Blumenauenses participam de movimento que ganhou as ruas do Brasil

3238O movimento nacional CRUELDADE NUNCA MAIS reuniu manifestantes em diversas cidades do Brasil na tarde deste domingo (27) para protestar contra a vaquejada e outros tipos de maus-tratos aos animais. Blumenau não ficou de fora desta ação que levou um grupo de pessoas ao Parque Ramiro Ruediger, no Centro da cidade, em apoio à decisão do Supremo Tribunal Federal (STF), que considera a vaquejada prática cruel e, portanto, inconstitucional.

Simpatizantes e protetores de animais levaram cartazes, faixas e balões coloridos para marcar a ação através de uma caminhada no parque. As ONGs Hachi, Aprablu e Focinho Feliz, além da equipe do Programa Esquadrão Pet e protetores independentes, marcaram presença e se uniram para protestar contra a crueldade. “Reunimos os protetores e todos aqueles que entendem que os animais devem ser tratados de forma digna, independente da espécie”, comenta Sueli Amaral, que organizou a ação blumenauense e também atua como presidente da Hachi.
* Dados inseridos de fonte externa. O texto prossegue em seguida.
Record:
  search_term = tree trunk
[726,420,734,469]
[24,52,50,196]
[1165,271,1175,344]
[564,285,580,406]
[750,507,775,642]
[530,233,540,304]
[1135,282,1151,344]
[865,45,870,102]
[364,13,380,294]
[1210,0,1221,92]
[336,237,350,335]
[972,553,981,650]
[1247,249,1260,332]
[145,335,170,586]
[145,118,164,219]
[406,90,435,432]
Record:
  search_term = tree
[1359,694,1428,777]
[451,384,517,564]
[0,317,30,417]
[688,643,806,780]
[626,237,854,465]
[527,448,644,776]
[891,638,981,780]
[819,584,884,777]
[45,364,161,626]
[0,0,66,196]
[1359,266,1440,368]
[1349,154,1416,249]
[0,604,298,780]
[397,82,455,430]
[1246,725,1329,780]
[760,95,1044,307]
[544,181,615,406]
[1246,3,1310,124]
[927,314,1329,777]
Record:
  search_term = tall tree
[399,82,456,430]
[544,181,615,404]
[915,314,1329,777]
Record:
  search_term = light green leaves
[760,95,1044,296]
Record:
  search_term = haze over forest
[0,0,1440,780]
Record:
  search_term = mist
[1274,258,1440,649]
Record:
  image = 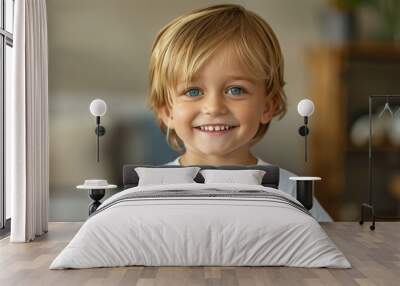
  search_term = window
[0,0,14,233]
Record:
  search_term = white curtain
[6,0,49,242]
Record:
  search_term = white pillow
[200,169,266,185]
[135,167,200,186]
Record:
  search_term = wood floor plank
[0,222,400,286]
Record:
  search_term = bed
[50,165,351,269]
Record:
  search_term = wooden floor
[0,222,400,286]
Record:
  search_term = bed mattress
[50,183,351,269]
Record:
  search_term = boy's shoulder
[164,157,296,178]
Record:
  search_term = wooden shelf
[306,42,400,219]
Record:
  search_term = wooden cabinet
[306,43,400,220]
As ONGs afiliadas ao Fórum Nacional de Proteção e Defesa Animal (FNPDA), assim como os outros participantes do movimento, lutam para que os animais vivam livres da crueldade e maus-tratos, direitos estes garantidos pela Constituição. “Estes direitos jamais devem ser diminuídos sob a justificativa da diversão humana, esporte, interesses econômicos ou por questões culturais. Como disse a presidente do STF, Cármen Lúcia, cultura também se muda”, comenta Madalena Duarte, presidente da Focinho Feliz.

Apoio

Muitos blumenauenses decidiram apoiar esta causa, independente da vaquejada ser uma tradição da cultura nordestina. “O ser humano é a voz dos animais indefesos, que não podem pedir socorro pela crueldade que sofrem. Por isso, decidi participar do movimento”, explica a protetora independente Kátia Nascimento Peixer, que foi uma das primeiras participantes a chegar ao parque, acompanhada da amiga Marli Rosumek, também defensora da causa animal. Já o estudante Gustavo Carmignan decidiu participar da ação depois de ver na internet que haveria o movimento em Blumenau. “Acho muito válido este tipo de manifesto e por isso decidi participar, mesmo não sendo voluntário de uma ONG de proteção animal”, explica o jovem que ajudou na criação dos cartazes.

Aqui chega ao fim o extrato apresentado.